Headscale v0.27.0 not storing/propagating node endpoints - all connections forced through DERP relay #1134

Closed
opened 2025-12-29 02:28:28 +01:00 by adam · 5 comments
Owner

Originally created by @bradgarrison on GitHub (Nov 1, 2025).

Is this a support request?

  • This is not a support request

Is there an existing issue for this?

  • I have searched the existing issues

Current Behavior

Current Behavior
Headscale v0.27.0 is not storing or propagating endpoint information to peers, causing all connections to relay through DERP servers instead of establishing direct peer-to-peer connections.
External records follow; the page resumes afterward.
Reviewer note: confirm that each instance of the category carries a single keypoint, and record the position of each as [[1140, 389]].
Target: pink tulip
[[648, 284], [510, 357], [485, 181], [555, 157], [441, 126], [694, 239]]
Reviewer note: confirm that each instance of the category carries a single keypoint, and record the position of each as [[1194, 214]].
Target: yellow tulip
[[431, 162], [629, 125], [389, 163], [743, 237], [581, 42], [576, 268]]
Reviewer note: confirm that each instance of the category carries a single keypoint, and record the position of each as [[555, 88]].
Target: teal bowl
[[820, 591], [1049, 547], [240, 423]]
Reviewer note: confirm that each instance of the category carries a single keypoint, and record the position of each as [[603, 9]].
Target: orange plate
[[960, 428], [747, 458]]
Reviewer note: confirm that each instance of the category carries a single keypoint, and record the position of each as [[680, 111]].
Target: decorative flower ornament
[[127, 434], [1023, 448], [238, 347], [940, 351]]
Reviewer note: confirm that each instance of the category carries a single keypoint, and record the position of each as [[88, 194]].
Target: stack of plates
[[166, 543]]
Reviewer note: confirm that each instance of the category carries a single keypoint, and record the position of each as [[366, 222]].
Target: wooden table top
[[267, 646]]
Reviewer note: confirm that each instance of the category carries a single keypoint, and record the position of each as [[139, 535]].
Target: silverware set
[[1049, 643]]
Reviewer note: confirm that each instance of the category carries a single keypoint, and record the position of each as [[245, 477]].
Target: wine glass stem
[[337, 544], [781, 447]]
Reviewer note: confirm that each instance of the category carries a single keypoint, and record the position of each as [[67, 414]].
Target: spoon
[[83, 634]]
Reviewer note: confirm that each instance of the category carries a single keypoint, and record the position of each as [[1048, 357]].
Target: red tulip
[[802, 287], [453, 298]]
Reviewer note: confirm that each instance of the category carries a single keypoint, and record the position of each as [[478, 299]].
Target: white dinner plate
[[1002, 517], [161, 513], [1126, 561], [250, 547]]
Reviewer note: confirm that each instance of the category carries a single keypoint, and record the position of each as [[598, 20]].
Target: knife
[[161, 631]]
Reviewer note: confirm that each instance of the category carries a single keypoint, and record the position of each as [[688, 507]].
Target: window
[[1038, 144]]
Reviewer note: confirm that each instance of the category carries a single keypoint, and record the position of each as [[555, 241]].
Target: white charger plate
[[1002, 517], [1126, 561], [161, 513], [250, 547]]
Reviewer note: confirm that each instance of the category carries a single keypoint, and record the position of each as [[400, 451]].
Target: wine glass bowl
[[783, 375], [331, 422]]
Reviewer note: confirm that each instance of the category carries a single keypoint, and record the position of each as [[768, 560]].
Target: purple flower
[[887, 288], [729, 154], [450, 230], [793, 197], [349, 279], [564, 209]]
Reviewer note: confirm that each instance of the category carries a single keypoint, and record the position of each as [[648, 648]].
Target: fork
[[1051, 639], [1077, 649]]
This occurs even when nodes are on the same local subnet.
Evidence:

Headscale database shows null endpoints:

$ sudo headscale nodes list --output json | jq '.[] | {name: .name, endpoints: .endpoints}'
{
  "name": "jump",
  "endpoints": null
}
{
  "name": "dennis-pc",
  "endpoints": null
}

Clients are advertising their endpoints to Headscale:

From dennis-pc

"Self": {
  "Addrs": [
    "107.5.7.157:55181",
    "192.168.60.58:55181"
  ]
}

From jump

"Self": {
  "Addrs": [
    "107.5.7.157:49694",
    "192.168.60.60:49694",
    "192.168.70.44:49694",
    "192.168.100.53:49694"
  ]
}

But peers receive null endpoint data:

dennis-pc's view of jump:

"Peer": {
  "nodekey:...": {
    "HostName": "Jump",
    "Addrs": null,  // ← Should contain jump's endpoints
    "Relay": "ord"
  }
}

jump's view of dennis-pc

"Peer": {
  "nodekey:...": {
    "HostName": "Dennis-PC",
    "Addrs": null,  // ← Should contain dennis-pc's endpoints
    "Relay": "ord"
  }
}

Result: Forced DERP relay despite being on same subnet:

# Both machines on 192.168.60.0/24
$ ping 192.168.60.58
Reply from 192.168.60.58: time=2ms  # Direct local ping works

$ tailscale status
100.64.0.1  jump       jbtech@        windows  active; relay "ord", tx 572 rx 476
# ↑ Relaying through Chicago despite being 2ms away

Expected Behavior

Expected Behavior

Headscale should store endpoint information in the database
Peers should receive each other's endpoint lists in the network map (Addrs field populated)
Direct connections should be established when possible (especially on same subnet)
DERP relay should only be used as fallback when direct connection fails

Steps To Reproduce

Steps To Reproduce

Install Headscale v0.27.0 on Ubuntu 24.04
Configure with the following relevant settings:

yamlserver_url: https://headscale1.jbtech.me
randomize_client_port: true
derp:
  server:
    enabled: true
    region_id: 999
    stun_listen_addr: "0.0.0.0:3478"
  urls:
    - https://controlplane.tailscale.com/derpmap/default
policy:
  mode: file
  path: /etc/headscale/policy.json

Create ACL policy allowing all communication:

{
  "acls": [
    {
      "action": "accept",
      "src": ["*"],
      "dst": ["*:*"]
    }
  ]
}

Register two Windows nodes on the same subnet (Tailscale v1.90.4):

tailscale up --login-server=https://headscale1.jbtech.me --authkey=<preauth-key>

Verify nodes see each other:

tailscale status
100.64.0.1  jump       jbtech@        windows  -
100.64.0.2  dennis-pc  williamellis@  windows  active; relay "ord"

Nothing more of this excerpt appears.